カテゴリ:エレクトロニクス インテリア 日用品 絶滅倶楽部
月の光を月影という我が国の文化
・「日本のあかり博物館」という灯火・照明の道具を集めた博物館が、栗と北斎で知られる長野の小布施にあります。あかりの歴史を辿ると、菜種油の灯明、ろうそく、行灯、灯油ランプ、ガスライトそして電気の電球から、最新のLEDに至ります。
・"月影のいたらぬ里はなけれども 眺むる人の心にぞすむ"と詠んだのは浄土宗の法然上人。古来日本人は月の光を月影といい、直接光より、反射光や透過光に美を見出しています。
・障子越しの光や月影を愛でる‥‥この奥ゆかしさこそ日本人の美意識と指摘したのが「陰翳礼讃」という随筆を著した谷崎潤一郎ですが、「白熱球の電球より蝋燭の灯での食事こそ和食の器、漆器の美しさを際立たせる」と書きます。
青空文庫 谷崎潤一郎「陰翳礼讃」
https://www.aozora.gr.jp/cards/001383/files/56642_59575.html
・エレキからLEDに至って、より明るくより省エネになりましたが、なにか足りない気がします。それはたぶん自然光にある"揺らぎ"がないからでは。人間は常に揺らいでいます。

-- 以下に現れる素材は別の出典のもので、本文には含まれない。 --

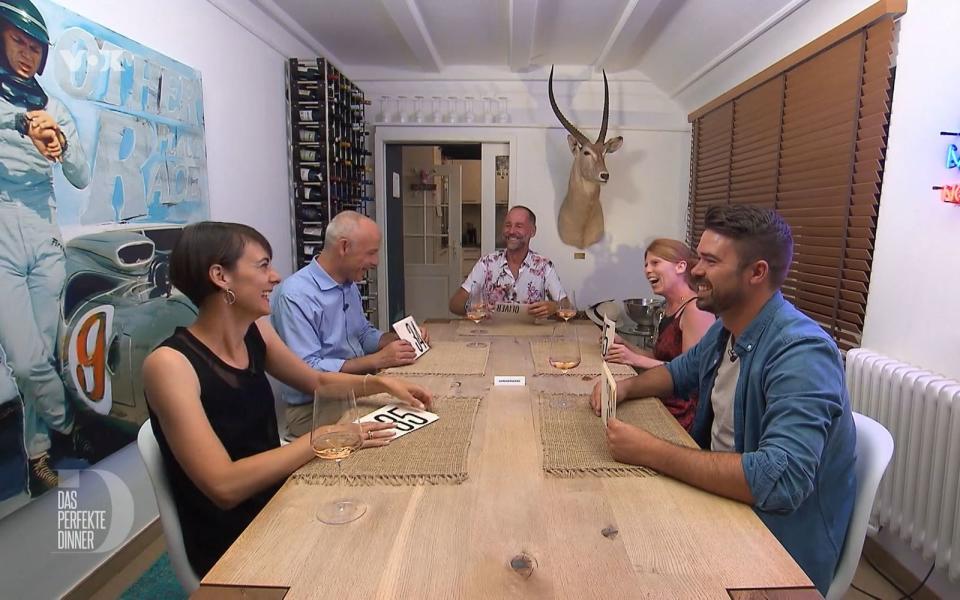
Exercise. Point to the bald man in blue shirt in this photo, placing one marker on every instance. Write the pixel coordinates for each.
(319, 314)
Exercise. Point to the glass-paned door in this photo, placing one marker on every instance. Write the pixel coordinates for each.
(431, 211)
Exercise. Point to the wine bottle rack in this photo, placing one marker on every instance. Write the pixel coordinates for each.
(329, 170)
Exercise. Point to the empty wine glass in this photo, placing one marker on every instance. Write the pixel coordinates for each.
(568, 307)
(477, 309)
(337, 442)
(418, 109)
(488, 109)
(468, 115)
(564, 354)
(451, 116)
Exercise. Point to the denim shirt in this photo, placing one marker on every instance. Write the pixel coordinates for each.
(792, 425)
(322, 321)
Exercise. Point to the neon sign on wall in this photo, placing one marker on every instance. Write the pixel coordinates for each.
(950, 193)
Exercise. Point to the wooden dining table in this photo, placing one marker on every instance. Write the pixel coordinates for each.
(510, 530)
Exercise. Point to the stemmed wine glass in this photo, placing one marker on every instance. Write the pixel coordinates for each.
(337, 442)
(568, 307)
(564, 354)
(477, 310)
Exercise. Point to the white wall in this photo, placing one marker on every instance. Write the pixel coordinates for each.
(802, 26)
(647, 193)
(910, 308)
(245, 115)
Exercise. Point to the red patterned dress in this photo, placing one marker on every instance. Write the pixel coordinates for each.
(669, 346)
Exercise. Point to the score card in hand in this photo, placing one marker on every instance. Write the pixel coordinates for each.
(609, 335)
(408, 331)
(608, 394)
(403, 418)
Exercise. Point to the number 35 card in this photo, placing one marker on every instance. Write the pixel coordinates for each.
(403, 418)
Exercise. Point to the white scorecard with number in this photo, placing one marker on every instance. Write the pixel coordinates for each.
(408, 331)
(608, 394)
(403, 418)
(609, 334)
(506, 311)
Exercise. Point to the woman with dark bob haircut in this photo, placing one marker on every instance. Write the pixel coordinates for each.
(210, 403)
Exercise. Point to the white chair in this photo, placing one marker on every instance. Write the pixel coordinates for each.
(150, 453)
(874, 449)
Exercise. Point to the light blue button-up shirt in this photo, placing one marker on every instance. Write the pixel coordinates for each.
(322, 321)
(792, 425)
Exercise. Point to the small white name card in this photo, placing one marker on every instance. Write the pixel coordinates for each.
(507, 311)
(609, 335)
(408, 331)
(403, 418)
(608, 394)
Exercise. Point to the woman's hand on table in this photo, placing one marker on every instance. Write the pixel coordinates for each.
(407, 393)
(376, 434)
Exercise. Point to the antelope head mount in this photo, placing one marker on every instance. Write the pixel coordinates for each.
(580, 222)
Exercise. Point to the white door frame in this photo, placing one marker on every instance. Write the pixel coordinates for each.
(420, 134)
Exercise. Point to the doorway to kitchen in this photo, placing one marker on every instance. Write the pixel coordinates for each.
(444, 207)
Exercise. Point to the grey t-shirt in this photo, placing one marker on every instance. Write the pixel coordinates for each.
(724, 386)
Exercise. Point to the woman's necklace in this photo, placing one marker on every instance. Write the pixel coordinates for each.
(673, 310)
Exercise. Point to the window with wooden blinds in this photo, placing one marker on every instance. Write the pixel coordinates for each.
(808, 141)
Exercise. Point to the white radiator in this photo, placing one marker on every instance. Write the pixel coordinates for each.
(918, 496)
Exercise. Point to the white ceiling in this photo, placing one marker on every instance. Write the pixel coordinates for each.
(670, 41)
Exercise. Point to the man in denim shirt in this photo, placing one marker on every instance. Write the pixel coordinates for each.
(777, 417)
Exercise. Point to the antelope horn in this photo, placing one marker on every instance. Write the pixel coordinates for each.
(606, 109)
(563, 121)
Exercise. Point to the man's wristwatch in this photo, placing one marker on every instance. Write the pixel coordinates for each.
(21, 123)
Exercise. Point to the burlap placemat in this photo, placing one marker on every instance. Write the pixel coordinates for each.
(575, 444)
(507, 328)
(448, 358)
(589, 360)
(435, 454)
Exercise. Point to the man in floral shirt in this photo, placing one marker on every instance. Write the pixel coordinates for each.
(516, 275)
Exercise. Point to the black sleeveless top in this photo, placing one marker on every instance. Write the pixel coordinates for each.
(239, 405)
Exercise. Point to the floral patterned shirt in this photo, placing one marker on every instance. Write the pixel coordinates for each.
(536, 282)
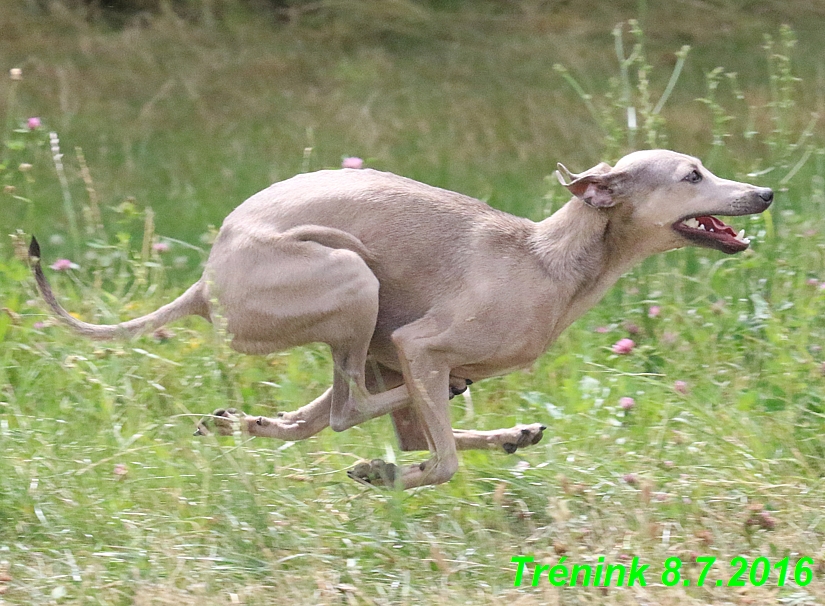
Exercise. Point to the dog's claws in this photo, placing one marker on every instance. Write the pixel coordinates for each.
(376, 473)
(527, 436)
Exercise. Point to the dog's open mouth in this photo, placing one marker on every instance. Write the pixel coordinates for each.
(713, 233)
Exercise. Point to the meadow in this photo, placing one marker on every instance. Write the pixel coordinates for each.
(706, 439)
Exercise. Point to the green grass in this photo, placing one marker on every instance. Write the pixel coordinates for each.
(106, 497)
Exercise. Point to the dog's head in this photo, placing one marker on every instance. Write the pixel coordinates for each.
(665, 200)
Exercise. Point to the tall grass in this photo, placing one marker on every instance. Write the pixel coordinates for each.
(105, 497)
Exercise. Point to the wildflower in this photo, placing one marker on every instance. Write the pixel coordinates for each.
(63, 265)
(632, 328)
(352, 162)
(626, 403)
(623, 346)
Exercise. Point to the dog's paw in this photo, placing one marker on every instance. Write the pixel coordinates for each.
(375, 473)
(222, 421)
(527, 436)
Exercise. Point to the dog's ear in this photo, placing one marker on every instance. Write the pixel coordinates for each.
(595, 187)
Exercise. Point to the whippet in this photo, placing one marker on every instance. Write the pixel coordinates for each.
(419, 291)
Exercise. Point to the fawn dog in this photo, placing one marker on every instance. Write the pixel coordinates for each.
(419, 291)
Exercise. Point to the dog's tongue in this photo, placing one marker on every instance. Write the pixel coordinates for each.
(714, 224)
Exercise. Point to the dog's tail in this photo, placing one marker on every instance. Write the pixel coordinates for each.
(192, 302)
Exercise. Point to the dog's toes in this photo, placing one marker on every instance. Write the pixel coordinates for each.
(528, 435)
(222, 420)
(375, 473)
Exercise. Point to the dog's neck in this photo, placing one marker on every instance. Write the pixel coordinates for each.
(584, 253)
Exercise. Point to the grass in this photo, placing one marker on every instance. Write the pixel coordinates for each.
(105, 497)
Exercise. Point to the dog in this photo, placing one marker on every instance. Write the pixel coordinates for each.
(419, 291)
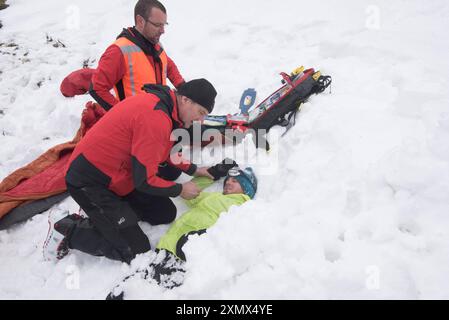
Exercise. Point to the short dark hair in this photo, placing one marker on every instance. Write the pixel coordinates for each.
(143, 8)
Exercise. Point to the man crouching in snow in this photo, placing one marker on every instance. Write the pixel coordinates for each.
(167, 267)
(113, 173)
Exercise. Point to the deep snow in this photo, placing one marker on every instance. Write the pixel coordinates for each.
(354, 204)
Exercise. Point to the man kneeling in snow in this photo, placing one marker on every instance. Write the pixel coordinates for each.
(114, 173)
(167, 266)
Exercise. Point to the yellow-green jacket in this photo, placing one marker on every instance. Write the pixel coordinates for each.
(204, 212)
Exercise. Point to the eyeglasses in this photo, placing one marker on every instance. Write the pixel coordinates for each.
(158, 25)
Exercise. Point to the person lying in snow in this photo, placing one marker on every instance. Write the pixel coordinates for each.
(167, 267)
(239, 186)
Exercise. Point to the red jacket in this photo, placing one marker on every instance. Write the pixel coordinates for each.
(112, 68)
(129, 142)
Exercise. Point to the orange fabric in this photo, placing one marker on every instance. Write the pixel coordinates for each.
(139, 69)
(44, 176)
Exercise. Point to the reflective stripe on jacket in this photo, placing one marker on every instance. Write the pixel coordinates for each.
(139, 70)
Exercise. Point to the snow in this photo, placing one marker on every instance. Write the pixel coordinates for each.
(354, 202)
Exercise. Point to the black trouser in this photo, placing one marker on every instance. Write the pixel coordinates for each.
(167, 172)
(112, 229)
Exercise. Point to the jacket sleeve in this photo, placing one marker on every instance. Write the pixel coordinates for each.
(111, 69)
(150, 141)
(173, 73)
(176, 160)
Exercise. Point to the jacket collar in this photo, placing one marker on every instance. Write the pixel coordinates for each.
(139, 40)
(168, 102)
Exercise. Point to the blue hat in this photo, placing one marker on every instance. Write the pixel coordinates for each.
(246, 178)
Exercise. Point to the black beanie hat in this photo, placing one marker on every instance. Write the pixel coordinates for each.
(200, 91)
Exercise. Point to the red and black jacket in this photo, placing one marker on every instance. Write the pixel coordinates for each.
(112, 69)
(125, 147)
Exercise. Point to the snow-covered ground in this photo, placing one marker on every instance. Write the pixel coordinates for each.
(358, 204)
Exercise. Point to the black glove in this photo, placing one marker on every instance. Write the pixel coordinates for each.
(221, 169)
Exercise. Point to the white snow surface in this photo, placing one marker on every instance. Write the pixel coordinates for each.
(356, 203)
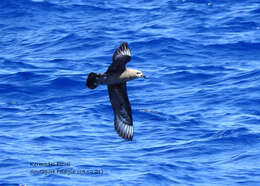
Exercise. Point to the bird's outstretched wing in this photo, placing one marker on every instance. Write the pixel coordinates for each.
(121, 56)
(123, 121)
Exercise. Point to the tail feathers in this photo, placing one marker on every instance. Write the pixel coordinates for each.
(93, 80)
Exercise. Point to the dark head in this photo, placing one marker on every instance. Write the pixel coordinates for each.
(92, 80)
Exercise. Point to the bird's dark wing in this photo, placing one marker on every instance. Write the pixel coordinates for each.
(123, 121)
(121, 56)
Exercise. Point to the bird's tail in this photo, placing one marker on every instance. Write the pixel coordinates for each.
(93, 80)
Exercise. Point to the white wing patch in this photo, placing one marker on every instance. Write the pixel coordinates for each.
(124, 130)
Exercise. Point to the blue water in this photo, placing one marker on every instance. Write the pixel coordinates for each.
(196, 116)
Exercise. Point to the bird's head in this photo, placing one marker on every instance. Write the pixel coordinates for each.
(139, 74)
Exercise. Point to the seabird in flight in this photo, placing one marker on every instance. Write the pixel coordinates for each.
(115, 78)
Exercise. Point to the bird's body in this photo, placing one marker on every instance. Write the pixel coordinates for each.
(115, 78)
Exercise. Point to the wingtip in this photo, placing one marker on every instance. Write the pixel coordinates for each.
(126, 132)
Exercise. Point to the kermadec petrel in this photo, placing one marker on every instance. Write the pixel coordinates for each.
(115, 78)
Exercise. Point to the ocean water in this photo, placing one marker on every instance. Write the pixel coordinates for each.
(196, 115)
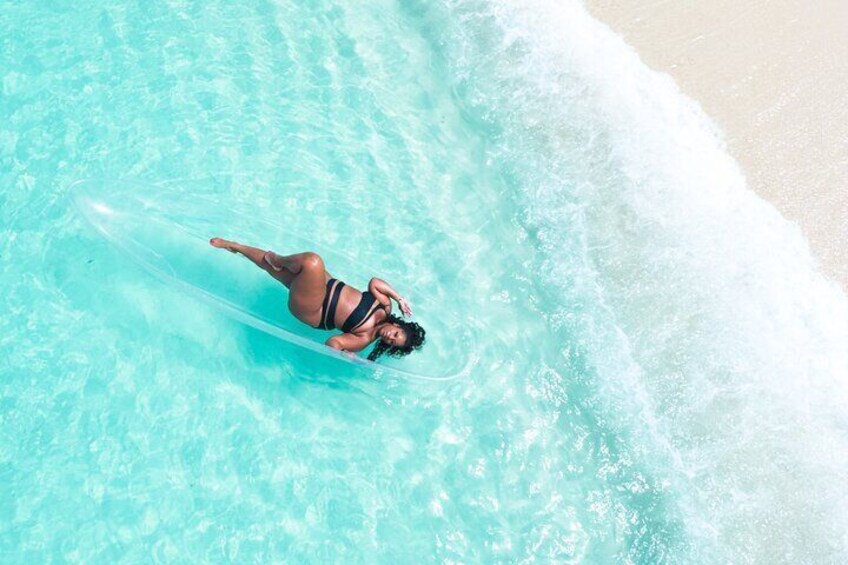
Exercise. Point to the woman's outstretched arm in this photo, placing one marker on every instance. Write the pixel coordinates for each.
(383, 291)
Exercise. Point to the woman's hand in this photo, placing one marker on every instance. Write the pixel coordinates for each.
(404, 306)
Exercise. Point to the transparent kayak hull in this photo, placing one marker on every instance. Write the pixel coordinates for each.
(166, 230)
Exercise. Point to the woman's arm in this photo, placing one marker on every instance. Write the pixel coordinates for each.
(383, 291)
(348, 342)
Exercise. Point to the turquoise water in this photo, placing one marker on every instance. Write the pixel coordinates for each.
(661, 367)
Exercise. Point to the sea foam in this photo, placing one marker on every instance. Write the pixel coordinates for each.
(718, 346)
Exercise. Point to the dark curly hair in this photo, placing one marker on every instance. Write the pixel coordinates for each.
(414, 340)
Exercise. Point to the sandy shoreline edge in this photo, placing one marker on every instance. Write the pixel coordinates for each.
(773, 74)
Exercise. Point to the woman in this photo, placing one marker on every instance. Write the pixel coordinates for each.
(319, 300)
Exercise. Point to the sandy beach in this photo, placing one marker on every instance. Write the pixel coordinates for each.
(774, 75)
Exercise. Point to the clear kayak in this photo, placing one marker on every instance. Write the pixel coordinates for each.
(167, 232)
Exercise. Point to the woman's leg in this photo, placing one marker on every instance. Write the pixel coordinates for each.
(258, 256)
(302, 273)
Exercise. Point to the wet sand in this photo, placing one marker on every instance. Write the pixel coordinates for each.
(774, 75)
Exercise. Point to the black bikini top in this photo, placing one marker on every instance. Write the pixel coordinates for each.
(363, 311)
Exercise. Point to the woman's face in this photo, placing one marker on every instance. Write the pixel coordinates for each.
(393, 334)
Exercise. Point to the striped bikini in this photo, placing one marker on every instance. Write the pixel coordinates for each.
(359, 316)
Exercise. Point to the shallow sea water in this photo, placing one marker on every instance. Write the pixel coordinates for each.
(660, 371)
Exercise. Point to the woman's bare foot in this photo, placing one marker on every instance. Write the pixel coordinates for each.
(223, 244)
(273, 259)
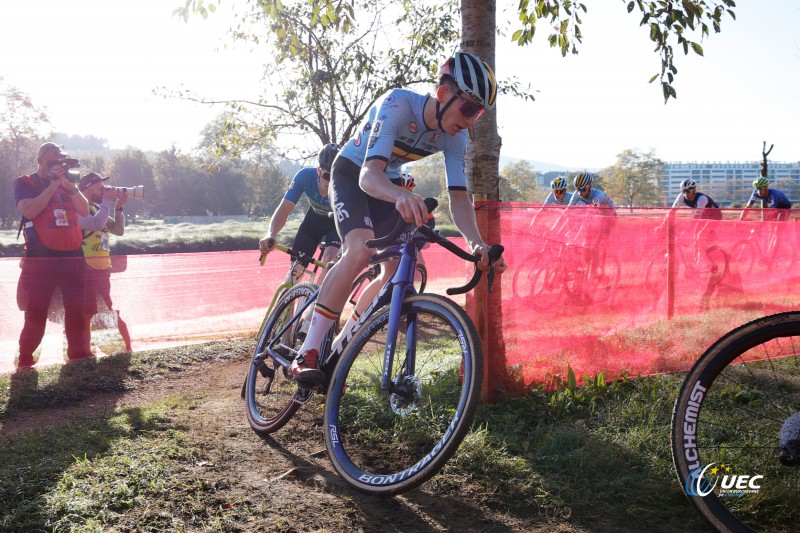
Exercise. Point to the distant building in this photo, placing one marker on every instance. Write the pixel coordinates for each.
(731, 182)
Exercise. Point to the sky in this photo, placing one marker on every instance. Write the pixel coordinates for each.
(94, 64)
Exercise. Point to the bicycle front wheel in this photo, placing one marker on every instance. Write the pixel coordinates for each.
(738, 404)
(388, 442)
(272, 397)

・ろうそくや石油ランプにあった揺らぎ‥‥それをLEDで再現したというのがバルミューダのランタンです。高さ25cm×11cm、630g、生活防水。15180円。
https://www.balmuda.com/jp/lantern/
・スイッチを回すと暖色から白色へと無段階で変化していきますが、ゆっくり回していくと赤から橙色に変わるところで、光が瞬くようになります。かなり微妙で、もう少しろうそくのようにはっきり揺らいでくれるといいのですが(動画は以下のサイト)。